“So when will you see each other again?” Sadia is next to start messing with my hair.
Little girls are like monkeys when it comes to hair.
“We go to the same college, so we’re going to see each other when we’re back at school.” It isn’t a lie. Russ and I haven’t fully talked about what happens when we’re both back at UCMH. We still haven’t talked about what we are, which is pathetic at this point considering we’ve spent sixteen hours a day together for ten weeks. We just know that we’re both going to be there and we’re both not ready to say good-bye to this. “Why don’t you go ask him to tell you a secret?”
The girls sprint toward Russ, grabbing him as he tries to ref the game. He crouches to their height and they lean in whispering the message. He looks right at me through the space between them, smiling, and even though I can’t see much of his face, I just know I’d be able to see his dimples if I was close enough.
God, I was never supposed to be this obsessed.
I watch him whisper a reply and they giggle before running back to me. Sadia reaches me first. “He said he’s excited to see you at college and to ask you for one.”
“Hmm.” I tap my lips and pretend to think. “My secret is I have a really big crush on Russ.”
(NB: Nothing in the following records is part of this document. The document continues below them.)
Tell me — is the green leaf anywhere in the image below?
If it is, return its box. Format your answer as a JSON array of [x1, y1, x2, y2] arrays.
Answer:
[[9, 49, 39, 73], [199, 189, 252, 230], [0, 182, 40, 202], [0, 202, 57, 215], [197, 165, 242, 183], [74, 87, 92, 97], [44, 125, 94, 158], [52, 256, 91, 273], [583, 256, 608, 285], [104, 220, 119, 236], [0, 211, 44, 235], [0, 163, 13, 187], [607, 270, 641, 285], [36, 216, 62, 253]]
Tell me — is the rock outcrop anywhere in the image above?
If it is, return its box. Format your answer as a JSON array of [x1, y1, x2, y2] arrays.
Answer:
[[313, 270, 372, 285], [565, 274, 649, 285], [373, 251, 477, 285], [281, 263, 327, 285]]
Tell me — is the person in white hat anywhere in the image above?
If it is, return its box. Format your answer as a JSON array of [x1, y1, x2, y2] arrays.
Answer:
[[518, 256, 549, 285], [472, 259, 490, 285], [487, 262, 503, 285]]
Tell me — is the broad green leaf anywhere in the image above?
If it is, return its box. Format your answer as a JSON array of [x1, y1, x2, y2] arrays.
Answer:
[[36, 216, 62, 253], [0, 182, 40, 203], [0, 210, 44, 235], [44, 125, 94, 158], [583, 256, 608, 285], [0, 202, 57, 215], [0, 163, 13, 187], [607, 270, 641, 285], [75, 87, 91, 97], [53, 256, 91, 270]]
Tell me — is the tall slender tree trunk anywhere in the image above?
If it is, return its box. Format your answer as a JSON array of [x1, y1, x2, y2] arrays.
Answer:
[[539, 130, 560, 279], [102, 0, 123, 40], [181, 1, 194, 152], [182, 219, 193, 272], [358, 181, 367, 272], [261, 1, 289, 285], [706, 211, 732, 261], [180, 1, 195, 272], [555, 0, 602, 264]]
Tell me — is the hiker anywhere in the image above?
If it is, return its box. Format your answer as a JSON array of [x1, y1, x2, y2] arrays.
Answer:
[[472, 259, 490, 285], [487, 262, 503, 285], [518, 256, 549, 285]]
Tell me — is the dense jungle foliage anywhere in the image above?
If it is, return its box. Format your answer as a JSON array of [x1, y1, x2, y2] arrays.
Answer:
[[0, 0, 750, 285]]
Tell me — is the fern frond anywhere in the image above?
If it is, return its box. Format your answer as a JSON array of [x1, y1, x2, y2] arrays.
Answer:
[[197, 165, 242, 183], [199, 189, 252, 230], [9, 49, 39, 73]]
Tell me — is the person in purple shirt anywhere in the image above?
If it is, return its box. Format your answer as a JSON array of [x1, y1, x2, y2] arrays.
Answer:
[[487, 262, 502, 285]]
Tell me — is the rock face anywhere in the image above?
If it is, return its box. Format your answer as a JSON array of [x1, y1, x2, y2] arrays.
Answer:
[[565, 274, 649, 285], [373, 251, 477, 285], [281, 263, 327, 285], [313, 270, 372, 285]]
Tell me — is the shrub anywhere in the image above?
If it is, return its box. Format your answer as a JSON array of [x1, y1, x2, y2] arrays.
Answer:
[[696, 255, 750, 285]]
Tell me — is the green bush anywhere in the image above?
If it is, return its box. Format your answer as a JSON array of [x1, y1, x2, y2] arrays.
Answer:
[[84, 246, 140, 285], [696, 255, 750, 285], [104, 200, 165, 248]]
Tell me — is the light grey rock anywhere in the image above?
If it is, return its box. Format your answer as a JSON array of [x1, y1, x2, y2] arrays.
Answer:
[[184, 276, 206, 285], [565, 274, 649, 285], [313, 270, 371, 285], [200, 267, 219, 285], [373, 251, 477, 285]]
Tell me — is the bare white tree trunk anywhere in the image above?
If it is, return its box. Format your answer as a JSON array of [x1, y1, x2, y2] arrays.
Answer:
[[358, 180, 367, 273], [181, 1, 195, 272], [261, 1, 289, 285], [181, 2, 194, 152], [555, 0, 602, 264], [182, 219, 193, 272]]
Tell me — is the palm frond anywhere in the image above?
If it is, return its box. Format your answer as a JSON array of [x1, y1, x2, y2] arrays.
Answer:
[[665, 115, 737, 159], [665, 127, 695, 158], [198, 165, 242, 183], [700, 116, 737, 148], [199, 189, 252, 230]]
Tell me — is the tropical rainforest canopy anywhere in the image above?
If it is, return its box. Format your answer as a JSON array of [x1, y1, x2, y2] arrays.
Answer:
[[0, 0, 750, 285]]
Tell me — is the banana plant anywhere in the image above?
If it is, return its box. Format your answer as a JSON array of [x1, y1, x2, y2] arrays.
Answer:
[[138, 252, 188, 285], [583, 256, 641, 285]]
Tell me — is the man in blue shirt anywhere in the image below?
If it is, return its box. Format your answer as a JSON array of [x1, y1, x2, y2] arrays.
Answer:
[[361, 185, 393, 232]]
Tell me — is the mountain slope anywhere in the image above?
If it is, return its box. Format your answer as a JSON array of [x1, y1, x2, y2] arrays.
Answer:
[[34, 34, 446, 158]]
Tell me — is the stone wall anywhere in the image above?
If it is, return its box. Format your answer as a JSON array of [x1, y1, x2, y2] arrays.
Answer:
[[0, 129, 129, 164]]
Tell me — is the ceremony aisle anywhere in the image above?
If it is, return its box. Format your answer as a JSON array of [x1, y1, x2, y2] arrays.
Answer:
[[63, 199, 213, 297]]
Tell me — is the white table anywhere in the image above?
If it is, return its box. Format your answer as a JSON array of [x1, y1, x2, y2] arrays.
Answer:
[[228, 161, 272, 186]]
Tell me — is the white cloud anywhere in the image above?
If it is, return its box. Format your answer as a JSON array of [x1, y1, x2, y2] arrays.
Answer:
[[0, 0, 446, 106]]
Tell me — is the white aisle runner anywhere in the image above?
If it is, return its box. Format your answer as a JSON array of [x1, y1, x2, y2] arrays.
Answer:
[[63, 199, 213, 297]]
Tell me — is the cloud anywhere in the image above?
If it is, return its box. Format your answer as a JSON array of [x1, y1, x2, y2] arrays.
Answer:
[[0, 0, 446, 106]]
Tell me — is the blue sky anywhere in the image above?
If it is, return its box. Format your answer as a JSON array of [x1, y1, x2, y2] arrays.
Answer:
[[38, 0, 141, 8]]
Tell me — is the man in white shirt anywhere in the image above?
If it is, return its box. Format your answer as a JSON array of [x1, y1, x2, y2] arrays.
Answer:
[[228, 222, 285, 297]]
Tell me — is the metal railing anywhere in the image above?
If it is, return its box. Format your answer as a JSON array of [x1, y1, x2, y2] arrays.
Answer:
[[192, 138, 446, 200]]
I expect them both to squeal and laugh and get excited, the waythey do over basically everything. Freya’s hands go to her hips. “That isn’t a secret. Everyone knows that.”
“Yeah,” Sadia echoes. “You love him. Tell us a real secret.”
I didn’t expect to get called out by children today. “Okay, okay. My secret is I want to do this all again next year.”
They run back and I watch them almost crash into him. He smiles, looking over at me briefly, before saying something. The girls run back over to me, panting after all the back and forth. Freya sits down beside me. “He said ‘where you go, I go.’ These aren’t secrets, you two should just talk to each other.”
She has a point. “Brown Bears,” Jenna yells, appearing with her clipboard. “You’re up!”
How long would I be able to get away with refusing to let them go?
“Go grab your jackets and backpacks, girls,” Emilia says as she reappears from the main building. We watch them run toward the rest of the group; Emilia wraps an arm around me. “You okay?”
“What if I just keep them all?”
“I think their parents will have an issue with that,” she says softly. “Three of them asked me yesterday if you’ll be back next year. They really love you, Ror. They were scared to ask you in case you said no.”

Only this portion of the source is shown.